In turn, German political analyst Yevgeny Kudryats noted that Azerbaijan’s position in the context of the European Union’s launch of the Connectivity Agenda Platform can be described as a pragmatic response from a player that possesses real leverage and its own vision of the regional architecture.


"The problem with Brussels lies in its attempt to create platforms for a project that has already been functioning successfully for decades without its participation. Baku views the Middle Corridor not as a European investment product, but as the result of long-standing efforts, investments, and political will of regional countries. As such, it finds unacceptable any situation in which external actors attempt to reshape the configuration of the system while ignoring the interests of its original architects. Moreover, in promoting its initiatives, Brussels is actively seeking to integrate Armenia into regional transport hubs, which, from the Azerbaijani perspective, is being done outside the framework of existing agreements. Any discussion of new routes through Armenia cannot be considered outside the context of the Zangezur Corridor.

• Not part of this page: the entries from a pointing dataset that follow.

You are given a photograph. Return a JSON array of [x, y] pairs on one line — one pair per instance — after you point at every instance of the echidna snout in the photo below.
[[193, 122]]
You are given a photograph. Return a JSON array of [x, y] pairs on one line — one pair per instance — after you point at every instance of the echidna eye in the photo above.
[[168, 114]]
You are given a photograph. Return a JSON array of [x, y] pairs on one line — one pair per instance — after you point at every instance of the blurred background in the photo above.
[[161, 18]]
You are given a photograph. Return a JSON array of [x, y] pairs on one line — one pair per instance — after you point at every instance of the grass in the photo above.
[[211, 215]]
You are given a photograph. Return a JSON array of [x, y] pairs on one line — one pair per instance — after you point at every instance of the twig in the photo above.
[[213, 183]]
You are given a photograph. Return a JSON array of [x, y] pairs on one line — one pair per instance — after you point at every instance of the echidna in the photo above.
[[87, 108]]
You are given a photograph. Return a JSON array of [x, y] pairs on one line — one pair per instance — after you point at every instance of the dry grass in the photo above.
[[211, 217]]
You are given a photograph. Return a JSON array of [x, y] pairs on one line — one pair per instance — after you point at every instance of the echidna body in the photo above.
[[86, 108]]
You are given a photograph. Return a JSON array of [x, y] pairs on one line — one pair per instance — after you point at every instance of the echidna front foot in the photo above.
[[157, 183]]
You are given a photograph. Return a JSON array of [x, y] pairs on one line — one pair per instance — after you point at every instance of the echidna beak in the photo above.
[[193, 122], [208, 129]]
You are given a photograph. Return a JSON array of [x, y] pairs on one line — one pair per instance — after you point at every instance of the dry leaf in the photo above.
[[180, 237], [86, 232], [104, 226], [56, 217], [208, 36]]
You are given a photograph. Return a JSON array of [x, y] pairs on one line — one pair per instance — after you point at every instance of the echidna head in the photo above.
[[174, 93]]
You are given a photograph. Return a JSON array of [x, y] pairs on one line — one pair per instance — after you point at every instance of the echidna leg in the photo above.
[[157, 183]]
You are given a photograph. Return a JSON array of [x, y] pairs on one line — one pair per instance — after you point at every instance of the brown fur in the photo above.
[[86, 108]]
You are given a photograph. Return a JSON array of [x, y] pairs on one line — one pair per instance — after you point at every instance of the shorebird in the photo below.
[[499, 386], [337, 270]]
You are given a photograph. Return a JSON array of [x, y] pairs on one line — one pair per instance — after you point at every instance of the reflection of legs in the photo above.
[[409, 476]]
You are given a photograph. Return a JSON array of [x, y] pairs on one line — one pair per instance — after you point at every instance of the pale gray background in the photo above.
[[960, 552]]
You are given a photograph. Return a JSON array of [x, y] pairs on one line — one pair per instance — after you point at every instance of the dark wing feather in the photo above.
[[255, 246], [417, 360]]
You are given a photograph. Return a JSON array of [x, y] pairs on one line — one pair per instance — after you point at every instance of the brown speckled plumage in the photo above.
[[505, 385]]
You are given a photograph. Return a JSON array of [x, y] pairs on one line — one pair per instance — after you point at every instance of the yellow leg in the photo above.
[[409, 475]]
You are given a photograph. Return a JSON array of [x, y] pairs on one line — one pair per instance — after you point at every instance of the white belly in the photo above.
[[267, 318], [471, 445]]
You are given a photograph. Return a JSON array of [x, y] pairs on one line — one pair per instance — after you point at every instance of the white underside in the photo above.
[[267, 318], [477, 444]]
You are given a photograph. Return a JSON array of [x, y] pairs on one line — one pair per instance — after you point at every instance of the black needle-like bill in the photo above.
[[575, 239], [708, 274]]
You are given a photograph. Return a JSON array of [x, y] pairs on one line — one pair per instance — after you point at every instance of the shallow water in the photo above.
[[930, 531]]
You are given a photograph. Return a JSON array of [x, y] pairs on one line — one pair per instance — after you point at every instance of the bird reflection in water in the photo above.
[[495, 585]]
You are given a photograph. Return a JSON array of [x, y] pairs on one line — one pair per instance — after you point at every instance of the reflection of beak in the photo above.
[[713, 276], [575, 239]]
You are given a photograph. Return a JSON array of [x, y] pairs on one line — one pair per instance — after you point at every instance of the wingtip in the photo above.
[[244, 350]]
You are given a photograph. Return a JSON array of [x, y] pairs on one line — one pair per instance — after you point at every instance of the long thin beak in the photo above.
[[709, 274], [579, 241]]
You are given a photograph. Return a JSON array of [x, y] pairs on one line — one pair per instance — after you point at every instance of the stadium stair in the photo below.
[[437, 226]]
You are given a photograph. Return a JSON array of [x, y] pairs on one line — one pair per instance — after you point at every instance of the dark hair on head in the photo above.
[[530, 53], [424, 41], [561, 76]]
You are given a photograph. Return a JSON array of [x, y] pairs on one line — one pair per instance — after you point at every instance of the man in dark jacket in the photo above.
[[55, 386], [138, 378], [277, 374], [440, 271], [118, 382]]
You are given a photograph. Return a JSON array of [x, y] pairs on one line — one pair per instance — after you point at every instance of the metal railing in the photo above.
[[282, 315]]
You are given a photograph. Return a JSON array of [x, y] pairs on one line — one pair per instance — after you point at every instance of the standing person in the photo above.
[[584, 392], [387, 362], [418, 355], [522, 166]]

From Baku’s perspective, this approach constitutes a diplomatic miscalculation by the EU, rendering the project virtually unworkable, as Azerbaijan is the geographical and logistical centre of this route. The European Union entered the development of the Middle Corridor at a relatively late stage, when much of the infrastructure had already been established by regional actors and with China’s support under the Belt and Road Initiative.


Overall, for the EU, the Middle Corridor is a means of reducing dependence on Russia and strengthening its influence in Central Asia. The Azerbaijani state, as an experienced geopolitical actor, understands that European initiatives are driven by the current geopolitical agenda, which can change over time. Furthermore, Baku today possesses sufficient economic and geopolitical resources to afford not participating in initiatives where its interests are not taken into account or where it is offered a secondary role in someone else’s scenario. However, Brussels should remember that without considering Azerbaijan’s interests, EU attempts to establish itself in the region will face resistance from key participants of the corridor," concluded Kudryats.